Ce que Karl Marx appelait la lutte des classes.

Mais si vous regardez Tchiroma, vous vous trompez. Regardez ceux qu’il attire.
Ce que j’ai vu dans les vidéos de ses meetings, c’est un peuple qui se découvre.
Je n’ai pas vu une campagne électorale : j’ai vu un éveil.
Des visages illuminés, une énergie neuve, une vibration qu’on ne fabrique pas.
J’ai vu un mur tomber.

Ce peuple-là est plus jeune que ce régime qu’il veut voir partir.
Il est né sous Biya, n’a jamais choisi son président, n’a jamais aimé ses dirigeants — seulement appris à les craindre.
Et voilà qu’il sent battre quelque chose de neuf : une appartenance, un destin.
Ce peuple sans privilèges ni avenir assuré est prêt à tout donner à celui qui, pour la première fois, lui parle sans mépris.

En face, il y a ceux qui ont tout : les “gens bien”, les notables, les fonctionnaires, les commerçants prospères, les distributeurs de “choses”.
Protégés par la police, ils disent que le peuple fait du désordre.
Mais ils ont oublié qu’ils viennent de ce peuple.
Notre histoire coloniale a produit cette élite fascinée par le pouvoir.
Fascinés par le faste, ils ont oublié la dignité dans la poussière.

Ce qui se joue aujourd’hui n’est pas une élection, c’est le rejet d’un style : celui de la distance, de l’arrogance, du mépris.
Un style qui n’est pas seulement celui du président, mais d’une élite tout entière, persuadée que réussir, c’est s’éloigner .
Une élite qui confond réussite et séparation, autorité et mépris, privilège et compétence. Ils ont changé de classe … les arrivistes.

Ceux qui pensent pouvoir refaire avec Tchiroma ce qu’ils ont fait avec Kamto se trompent.
Les campagnes de dénigrement ne marchent plus.
Quand le peuple dit “notre diable préféré”, c’est qu’il a déjà accepté les imperfections de son héros.

Car le virtuel de Paul Biya, désormais adepte de Twitter, a perdu contre le réel de la rue.
Les téléphones qui filment les foules ne diffusent pas des “fake news” : ils montrent que le peuple existe et s’est levé.
Ce pouvoir qu’on ne voyait qu’à la télévision, le voilà dans la rue.
Et pour la première fois, le peuple ose regarder le pouvoir en face.
Autrefois, quand Biya passait, on leur demandait de tourner le dos.
Aujourd’hui, Tchiroma leur apprend à lever la tête.

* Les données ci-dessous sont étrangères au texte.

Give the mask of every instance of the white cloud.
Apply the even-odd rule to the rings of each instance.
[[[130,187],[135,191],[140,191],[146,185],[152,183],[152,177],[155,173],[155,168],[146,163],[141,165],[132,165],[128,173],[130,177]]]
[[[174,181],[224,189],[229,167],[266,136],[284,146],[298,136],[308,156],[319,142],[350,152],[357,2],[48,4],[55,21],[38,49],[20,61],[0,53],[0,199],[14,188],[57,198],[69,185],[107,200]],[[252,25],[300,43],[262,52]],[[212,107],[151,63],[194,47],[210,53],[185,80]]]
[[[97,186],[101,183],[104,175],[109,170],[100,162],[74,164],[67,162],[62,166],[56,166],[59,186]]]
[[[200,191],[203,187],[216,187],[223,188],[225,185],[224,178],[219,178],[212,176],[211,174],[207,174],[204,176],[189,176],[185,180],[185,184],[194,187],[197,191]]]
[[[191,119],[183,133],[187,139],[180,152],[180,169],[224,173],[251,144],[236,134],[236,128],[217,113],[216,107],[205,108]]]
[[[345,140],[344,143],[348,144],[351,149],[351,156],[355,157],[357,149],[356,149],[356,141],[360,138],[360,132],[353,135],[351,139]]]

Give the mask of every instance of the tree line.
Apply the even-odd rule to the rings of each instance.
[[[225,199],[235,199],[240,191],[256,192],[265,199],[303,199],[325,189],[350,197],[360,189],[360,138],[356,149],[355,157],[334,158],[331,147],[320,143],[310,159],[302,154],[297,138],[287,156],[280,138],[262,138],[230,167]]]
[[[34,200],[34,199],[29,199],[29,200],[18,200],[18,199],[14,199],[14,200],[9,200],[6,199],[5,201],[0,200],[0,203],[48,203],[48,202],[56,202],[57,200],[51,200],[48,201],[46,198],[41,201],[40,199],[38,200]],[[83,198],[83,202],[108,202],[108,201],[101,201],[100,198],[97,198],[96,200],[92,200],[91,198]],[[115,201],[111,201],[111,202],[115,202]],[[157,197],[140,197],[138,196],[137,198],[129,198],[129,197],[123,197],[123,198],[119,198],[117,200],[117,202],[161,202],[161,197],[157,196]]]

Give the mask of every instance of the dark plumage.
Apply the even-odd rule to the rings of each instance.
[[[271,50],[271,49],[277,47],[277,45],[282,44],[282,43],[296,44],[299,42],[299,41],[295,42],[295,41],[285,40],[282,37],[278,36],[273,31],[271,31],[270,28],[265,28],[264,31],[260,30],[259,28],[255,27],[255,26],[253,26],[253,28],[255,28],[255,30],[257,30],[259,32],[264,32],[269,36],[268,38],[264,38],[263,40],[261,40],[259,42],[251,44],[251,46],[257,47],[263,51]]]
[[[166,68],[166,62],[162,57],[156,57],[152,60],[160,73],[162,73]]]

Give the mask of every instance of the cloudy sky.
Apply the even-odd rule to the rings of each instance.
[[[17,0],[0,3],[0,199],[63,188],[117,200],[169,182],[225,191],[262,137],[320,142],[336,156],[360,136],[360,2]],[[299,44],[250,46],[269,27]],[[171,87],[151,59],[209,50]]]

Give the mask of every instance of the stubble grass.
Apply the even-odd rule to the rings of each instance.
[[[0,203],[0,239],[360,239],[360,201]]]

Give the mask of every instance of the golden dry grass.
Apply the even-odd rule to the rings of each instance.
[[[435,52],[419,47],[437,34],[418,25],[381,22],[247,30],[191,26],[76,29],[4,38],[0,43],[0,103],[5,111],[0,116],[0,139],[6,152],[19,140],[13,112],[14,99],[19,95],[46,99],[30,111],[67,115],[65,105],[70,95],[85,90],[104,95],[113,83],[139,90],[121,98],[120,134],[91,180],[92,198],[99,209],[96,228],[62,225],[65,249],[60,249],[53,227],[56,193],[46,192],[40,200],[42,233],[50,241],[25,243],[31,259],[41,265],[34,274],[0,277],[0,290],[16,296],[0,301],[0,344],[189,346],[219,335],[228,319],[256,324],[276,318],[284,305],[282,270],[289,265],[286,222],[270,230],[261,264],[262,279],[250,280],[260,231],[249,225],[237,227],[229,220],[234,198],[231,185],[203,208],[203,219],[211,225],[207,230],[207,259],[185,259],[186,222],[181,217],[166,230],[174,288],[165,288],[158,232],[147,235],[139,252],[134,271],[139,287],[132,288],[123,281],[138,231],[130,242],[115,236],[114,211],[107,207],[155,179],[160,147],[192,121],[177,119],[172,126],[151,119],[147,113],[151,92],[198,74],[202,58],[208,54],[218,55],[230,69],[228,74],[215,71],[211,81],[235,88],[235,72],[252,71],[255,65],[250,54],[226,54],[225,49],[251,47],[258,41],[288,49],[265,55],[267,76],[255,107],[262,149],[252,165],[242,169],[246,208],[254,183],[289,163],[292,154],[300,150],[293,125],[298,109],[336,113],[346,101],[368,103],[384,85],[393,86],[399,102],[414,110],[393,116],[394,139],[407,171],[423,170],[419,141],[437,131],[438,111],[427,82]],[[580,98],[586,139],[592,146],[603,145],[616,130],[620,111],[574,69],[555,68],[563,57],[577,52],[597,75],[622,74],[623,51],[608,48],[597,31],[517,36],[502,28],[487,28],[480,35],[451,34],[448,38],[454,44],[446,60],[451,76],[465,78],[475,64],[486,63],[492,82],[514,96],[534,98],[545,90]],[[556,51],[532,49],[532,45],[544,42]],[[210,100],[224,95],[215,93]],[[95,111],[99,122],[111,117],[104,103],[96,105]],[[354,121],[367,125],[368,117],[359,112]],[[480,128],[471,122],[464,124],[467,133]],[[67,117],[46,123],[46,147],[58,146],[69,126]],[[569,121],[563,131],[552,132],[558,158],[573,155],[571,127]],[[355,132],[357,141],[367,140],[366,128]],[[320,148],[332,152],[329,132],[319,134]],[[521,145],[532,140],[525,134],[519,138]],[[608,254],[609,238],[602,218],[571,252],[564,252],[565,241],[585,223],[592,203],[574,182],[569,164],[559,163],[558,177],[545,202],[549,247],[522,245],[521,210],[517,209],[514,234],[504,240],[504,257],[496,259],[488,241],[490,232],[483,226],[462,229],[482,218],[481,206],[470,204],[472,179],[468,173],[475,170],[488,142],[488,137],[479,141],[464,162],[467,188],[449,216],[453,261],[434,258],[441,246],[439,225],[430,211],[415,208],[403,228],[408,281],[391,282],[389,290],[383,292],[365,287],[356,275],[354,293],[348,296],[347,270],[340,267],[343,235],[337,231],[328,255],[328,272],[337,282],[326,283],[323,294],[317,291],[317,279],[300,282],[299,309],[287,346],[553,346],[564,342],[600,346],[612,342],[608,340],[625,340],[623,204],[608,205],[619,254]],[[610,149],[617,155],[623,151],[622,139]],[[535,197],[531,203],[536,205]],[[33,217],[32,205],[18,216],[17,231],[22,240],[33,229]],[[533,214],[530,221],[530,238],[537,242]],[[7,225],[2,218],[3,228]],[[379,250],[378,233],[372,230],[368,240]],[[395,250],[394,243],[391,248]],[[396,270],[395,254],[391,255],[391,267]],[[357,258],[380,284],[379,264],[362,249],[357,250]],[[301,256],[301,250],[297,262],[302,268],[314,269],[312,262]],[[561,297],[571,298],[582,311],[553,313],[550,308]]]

Et ceux qui ont pris la rue ne la rendront plus.
Le message est clair : partez avant qu’il ne soit trop tard.
Nulle part au monde, aucun régime n’a triomphé d’un peuple debout.

Jean-Paul Sartre écrivait :
« Le peuple, ce n’est pas une somme d’individus, c’est une force en attente de se reconnaître. »

Hannah Arendt ajoutait :
« Le pouvoir naît quand des hommes se rassemblent et agissent de concert. »

Le peuple n’existe pas dans le silence. Il devient peuple quand il agit ensemble.
C’est ce qui s’est produit en 1789 à Paris, en 1960 à Accra, en 2011 à Tunis, en 2019 à Khartoum.
C’est ce que vivent aujourd’hui les Camerounais dans la rue : ils se reconnaissent.
Sortir dans la rue, c’est recharger le réel, reconnecter le politique et le sacré.
« Quand le peuple danse, la terre bouge. »
Le peuple camerounais, aujourd’hui, s’est remis à danser. Et quand la terre bouge, aucun mur, aucune police, aucun mensonge ne peut la retenir.

Oui, cette affaire va se terminer en lutte entre ceux qui ont tout pris et veulent encore tout garder, et ceux à qui ils demandent d’attendre sept ans de plus.